The Physiology You Can Feel

Why do so many women instinctively get off their backs if allowed?

  • Gravity helps the baby descend and aligns the fetal head with the pelvis, often shortening the second stage by minutes to half an hour, depending on the study.

  • Perfusion is better: lying supine can compress major blood vessels, reducing uterine blood flow; upright reduces that risk and can improve fetal oxygenation.

  • Pelvic diameters open differently in squatting, kneeling, or on all fours, changing the mechanics of descent and rotation.

These are not ideological claims; they are mechanical facts. The body knows.

What a Rights-Respecting Labor Room Looks Like

A “positive childbirth experience,” to borrow WHO’s phrase, is not only about safety metrics—it’s about dignity, autonomy, and support. In practice, that means:

  1. Freedom to move during labor, including access to tools like stools, bars, balls, and water—unless a clinical indication genuinely requires restriction.

  2. Position of choice for pushing and birth—squatting, kneeling, side-lying, hands-and-knees, semi-sitting, even supine if the woman wants it.

  3. Monitoring that follows the mother, not the other way around—intermittent auscultation or mobile telemetry where safe and feasible.

  4. Skilled attendants (midwives and doctors) who are competent in assisting birth in multiple positions, not only on the bed.

  5. Transparent communication: if a clinician requests supine positioning—for instrumental delivery, shoulder dystocia management, or operative prep—it should be explained as a clinical need, not an unexamined habit.

Why This Still Matters (Even in 2025)

Because habits masquerade as evidence. Even in high-resource hospitals, lithotomy can be treated as “not an intervention,” simply “how it’s done.” But research and global guidance say otherwise: posture is a clinical choice with consequences for pain, duration, perineal outcomes, and experience.

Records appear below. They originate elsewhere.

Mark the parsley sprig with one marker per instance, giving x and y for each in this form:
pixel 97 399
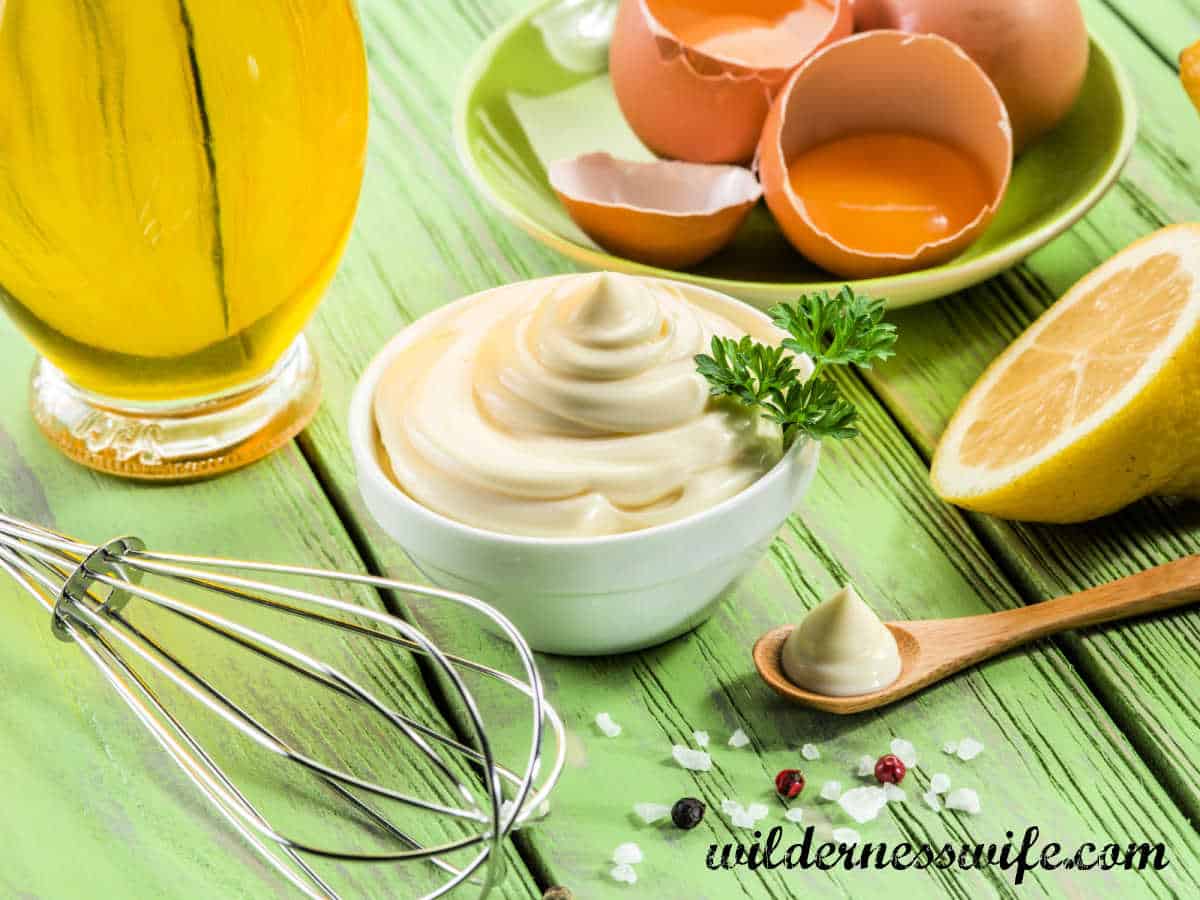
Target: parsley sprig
pixel 832 330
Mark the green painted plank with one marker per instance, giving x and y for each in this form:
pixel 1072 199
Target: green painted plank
pixel 1054 757
pixel 1144 670
pixel 93 807
pixel 1169 27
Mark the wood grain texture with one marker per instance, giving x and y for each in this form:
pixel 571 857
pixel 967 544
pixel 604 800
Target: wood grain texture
pixel 934 649
pixel 425 238
pixel 1145 670
pixel 91 805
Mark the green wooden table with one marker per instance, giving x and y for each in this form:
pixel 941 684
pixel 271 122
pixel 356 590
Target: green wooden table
pixel 1092 737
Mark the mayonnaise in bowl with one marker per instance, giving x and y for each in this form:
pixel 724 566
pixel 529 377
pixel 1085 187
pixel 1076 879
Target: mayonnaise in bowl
pixel 571 407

Meanwhile, the world grapples with rising intervention use—some of it lifesaving, some of it avoidable. Rethinking defaults like birth position is low-cost, high-impact, and aligned with both safety and humanity.

For Mothers, Partners, and Clinicians: Practical Takeaways

  • Ask early (in antenatal care) how your facility handles positions for labor and birth. If you want to avoid supine, say so in your birth plan.

  • Practice positions: side-lying, hands-and-knees, supported squat. Partners can learn to stabilize hips, hold a rebozo/scarf for counter-traction, or anchor a squat with a chair.

  • Advocate for mobility-friendly monitoring. If continuous electronic monitoring is suggested, ask whether intermittent or mobile options are appropriate for your risk profile.

  • Clinicians: get comfortable catching babies from the side of the bed, at the end of a mat, or in water. Learn to protect the perineum in lateral, kneeling, or semi-sitting postures. The more positions you master, the fewer episiotomies and instrumental assists you’ll need.

The Bigger Picture: Beyond Birth, Toward Bodily Authority

The lithotomy story is a parable about more than obstetrics. It’s about how “normal” can be engineered by power—and then forgotten as a choice. When the body is rerouted to suit the gaze, the glove, or the gadget, that rerouting can last centuries.

A feminist reading doesn’t ask us to reject medicine. It asks us to interrogate its defaults: Who benefits? What does the evidence say? What does the person in the bed (or on the stool, or in the tub) want?

If the answer to those questions sometimes returns us to the oldest knowledge—move, breathe, choose—that’s not regression. That’s progress with a memory.